Sancionada em 2015, a Lei do Feminicídio alterou o Código Penal ao estabelecer como homicídio qualificado o assassinato de uma mulher por sua condição de gênero, cuja pena pode chegar a 30 anos de reclusão. Apesar da legislação representar um importante avanço no combate à violência contra a mulher no Brasil, ela não representou uma redução desses casos. Dados recentes do Mapa da Violência de Gênero, elaborado pelo Observatório da Mulher Contra a Violência, mostram que os registros de feminicídio seguem em crescimento no Brasil — cenário que evidencia a persistência do machismo e a naturalização da violência.

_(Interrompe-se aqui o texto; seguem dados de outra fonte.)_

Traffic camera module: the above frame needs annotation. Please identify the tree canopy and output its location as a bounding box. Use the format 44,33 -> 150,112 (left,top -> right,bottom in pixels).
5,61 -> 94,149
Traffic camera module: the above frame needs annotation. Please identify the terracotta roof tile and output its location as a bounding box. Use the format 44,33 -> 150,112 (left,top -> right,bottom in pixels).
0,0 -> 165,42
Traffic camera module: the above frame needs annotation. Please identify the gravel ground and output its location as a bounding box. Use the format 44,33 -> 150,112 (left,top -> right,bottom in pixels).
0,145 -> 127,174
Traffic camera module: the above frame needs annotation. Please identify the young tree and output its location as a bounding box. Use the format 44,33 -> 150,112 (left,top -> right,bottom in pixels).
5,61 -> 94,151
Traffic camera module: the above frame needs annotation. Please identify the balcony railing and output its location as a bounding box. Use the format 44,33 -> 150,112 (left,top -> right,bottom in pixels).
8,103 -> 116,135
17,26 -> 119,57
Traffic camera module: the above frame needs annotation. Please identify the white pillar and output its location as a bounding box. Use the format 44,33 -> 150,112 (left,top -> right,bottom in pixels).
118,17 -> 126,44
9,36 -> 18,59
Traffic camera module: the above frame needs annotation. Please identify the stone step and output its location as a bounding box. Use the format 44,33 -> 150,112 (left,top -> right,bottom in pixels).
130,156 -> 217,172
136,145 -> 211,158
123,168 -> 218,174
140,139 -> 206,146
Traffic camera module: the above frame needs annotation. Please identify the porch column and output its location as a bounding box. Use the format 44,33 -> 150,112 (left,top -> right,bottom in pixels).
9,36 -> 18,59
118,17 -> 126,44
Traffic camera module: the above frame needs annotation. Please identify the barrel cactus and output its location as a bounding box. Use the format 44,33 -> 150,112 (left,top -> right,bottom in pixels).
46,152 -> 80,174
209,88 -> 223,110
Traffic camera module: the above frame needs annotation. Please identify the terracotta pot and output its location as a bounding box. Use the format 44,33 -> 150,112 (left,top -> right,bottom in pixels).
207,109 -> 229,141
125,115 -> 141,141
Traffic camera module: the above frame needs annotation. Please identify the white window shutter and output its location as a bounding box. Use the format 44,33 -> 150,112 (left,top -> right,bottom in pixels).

Nesse contexto, é importante lembrar de figuras que questionaram a ordem patriarcal e lutaram por uma vida diferente. Esse é o caso de Ângela Diniz, uma mulher da alta sociedade mineira dos anos 1970, que pagou com a própria vida o preço de desafiar o conservadorismo da época. Sua história será contada na nova série original da HBO Max “Ângela Diniz: assassinada e condenada”, baseada no podcast “Praia dos Ossos”, da Rádio Novelo. A produção de seis episódios será estrelada por Marjorie Estiano e estreia nesta quinta-feira.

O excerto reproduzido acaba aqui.